The present study conducted acclimation protocols (HeA, HeA/HypA, NorEx) in different seasons—the summer 2017, spring 2018 and autumn 2018. Some (Ihzuka et al. 1986; Kakitsuba et al. 2011; van Ooijen et al. 2004), but not all (Ciuha et al. 2020) thermoregulatory responses can vary seasonally. Moreover, it has been shown that CIVD can vary greatly between summer and winter (Tanaka 1971). Since none of the acclimation protocols were conducted in the winter, the seasonal differences were at least partly accounted for. Furthermore, the CIVD measurements were initiated at similar core and skin temperatures to minimise any potential seasonal effects. The daily hand immersion in warm water, investigating potential local heat acclimation, was introduced only during the HeA/HypA and NorEx protocols. Unfortunately, due to logistical reasons, we were not able to conduct the local heating in the HeA protocol. Nonetheless, to distinguish between the local and central heat acclimation, the NorEx protocol was the crucial one, performing exercise training in thermoneutral conditions with no external thermal stressor, showing no changes in the CIVD response, and therefore, no benefits of this local heating. The CIVD response was evaluated by measuring the skin temperature of our participants’ fingers. Whether human feet would display a similar response remains unclear. Considering previous research work, a different outcome might be expected (Cheung and Mekjavic 2007; Daanen et al. 2012). Therefore, the future work should also consider evaluating the CIVD response of the human feet.

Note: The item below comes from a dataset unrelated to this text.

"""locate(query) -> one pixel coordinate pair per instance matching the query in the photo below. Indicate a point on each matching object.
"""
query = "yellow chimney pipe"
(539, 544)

The present study demonstrated that whole-body heat acclimation increased the vasodilatory response during cold-water immersion and enhanced the rewarming rate of the hand, thus potentially contributing to improved cold tolerance. The increased vasodilatory response was a result of a heat acclimation protocol, which has previously been shown to enhance the vasodilatory response. Whether the present results can be attributed to cross-adaptation warrants further investigation. The relative contributions of central and peripheral factors to CIVD remain unresolved. The results of the present study would suggest that whole-body heat acclimation increased the CIVD response, whereas daily immersion of the hand in warm water did not. This would favour the contribution of central over peripheral factors to the observed response.